Simon’s example caught on with other nearby businesses, colleges and nonprofit organizations that wanted to emulate his project, said Milwaukee Alderman Terry Witkowski, who sponsored the Green Corridor resolution.
“It was decided we may well have something more here,” Witkowski said. “It was a green street, and then it changed to a green corridor with 39 people from organizations sitting at a table to look at what could be done in this area.”
The coalition has struggled, though, to convince neighborhood businesses it is financially viable to make the same investment Simon did.
“Obviously, people want to see a monetary benefit from doing this,” Simon said. “They’re not just going to do this because it’s the right thing to do.”
Milwaukee agreed to offer that financial incentive. The city charges commercial property owners a storm-water management fee that can cost upwards of $20,000 a year, but agreed to cut that fee by 60 percent or more for property owners who cut down on water runoff. The city would inspect runoff from a property to determine how much to cut from the fee.
“We’re seeing a break-even point on investments around seven to 10 years,” Simon said.
That’s a much shorter amount of time, Witkowski said, than it takes for homeowners and business owners to recoup their investments on solar panel installations, for instance. Nonetheless, he added, Milwaukee businesses haven’t been leaping forward en masse to eliminate storm-water runoff, nor have all of them been asked to do so.
“Have we hit every business up and down the street. No,” Witkowski said. “Basically, what we have to show is this is a savings to you. It’s an initial expense that results in a savings. If no one works on it, it won’t go anywhere.”
Among the neighborhood companies that have approached the city, Witkowski said, are Lindner Logistics Inc. and General Mills Inc. Lindner President Greg Lindner did not immediately respond to a request for comment.
Large-scale buy-in will take time, but the city’s Green Corridor designation will help, said Tom Rave, executive director of The Gateway to Milwaukee, an organization that promotes urban development.
“Milwaukee in a lot of ways is just getting started in doing this,” Rave said. “Business is ultimately about cash flow, so they may or may not have the money to make investments.”

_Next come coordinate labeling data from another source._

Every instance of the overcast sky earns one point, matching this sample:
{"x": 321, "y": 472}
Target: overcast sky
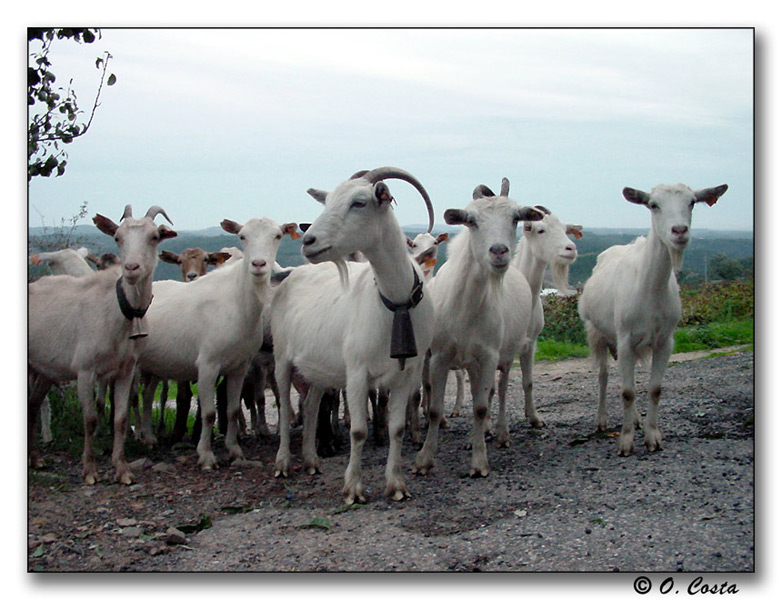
{"x": 237, "y": 123}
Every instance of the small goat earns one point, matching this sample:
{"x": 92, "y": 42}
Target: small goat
{"x": 64, "y": 345}
{"x": 482, "y": 309}
{"x": 213, "y": 325}
{"x": 335, "y": 326}
{"x": 194, "y": 261}
{"x": 630, "y": 305}
{"x": 543, "y": 243}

Simon’s leadership, Rave added, is how trends get started.
“He’s paid for it out of his own pocket,” Rave said, “so he can show people.”

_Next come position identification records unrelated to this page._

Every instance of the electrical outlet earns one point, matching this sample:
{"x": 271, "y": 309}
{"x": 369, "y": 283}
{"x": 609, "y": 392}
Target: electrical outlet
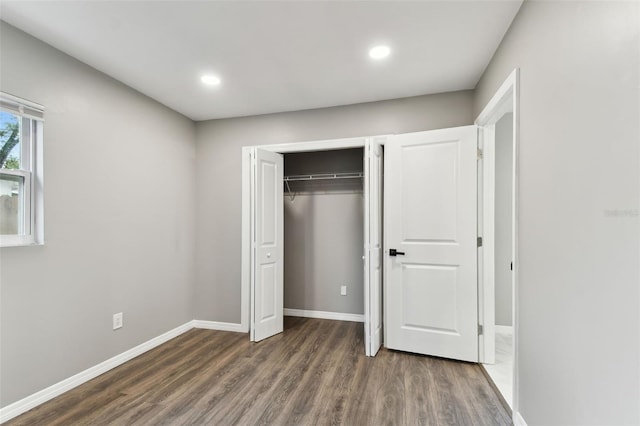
{"x": 117, "y": 320}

The 3-mile section of Sixth is ripe for millions of dollars in new investment, Witkowski said. Although the city will not directly spend money on development, Witkowski said, he expects businesses to find many new grant opportunities once the plan officially has the city’s support.

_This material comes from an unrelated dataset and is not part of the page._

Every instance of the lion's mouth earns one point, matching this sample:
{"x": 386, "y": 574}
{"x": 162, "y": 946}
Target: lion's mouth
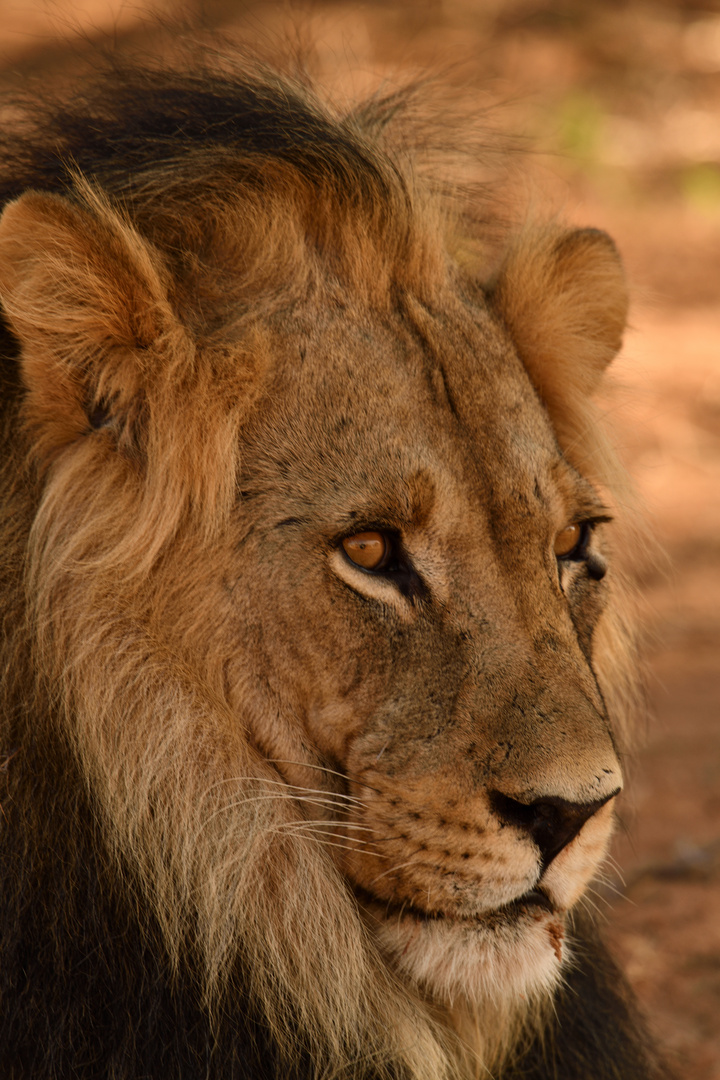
{"x": 533, "y": 902}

“It adds more credibility when looking for grants, and officially makes the group that has been meeting the Green Corridor Committee,” he said. “Collaborative efforts are usually looked on as a higher level of organization.”
Already, Simon said, the group is planning to build an 11,000-square-foot farmer’s market on the north side of West Howard Avenue. It’s just one more step toward reinventing Sixth Street and, perhaps, the rest of the city, he said.
“We’ve set this up as a model,” Simon said, “for other businesses throughout the city of how you can achieve the same goal of water neutrality.”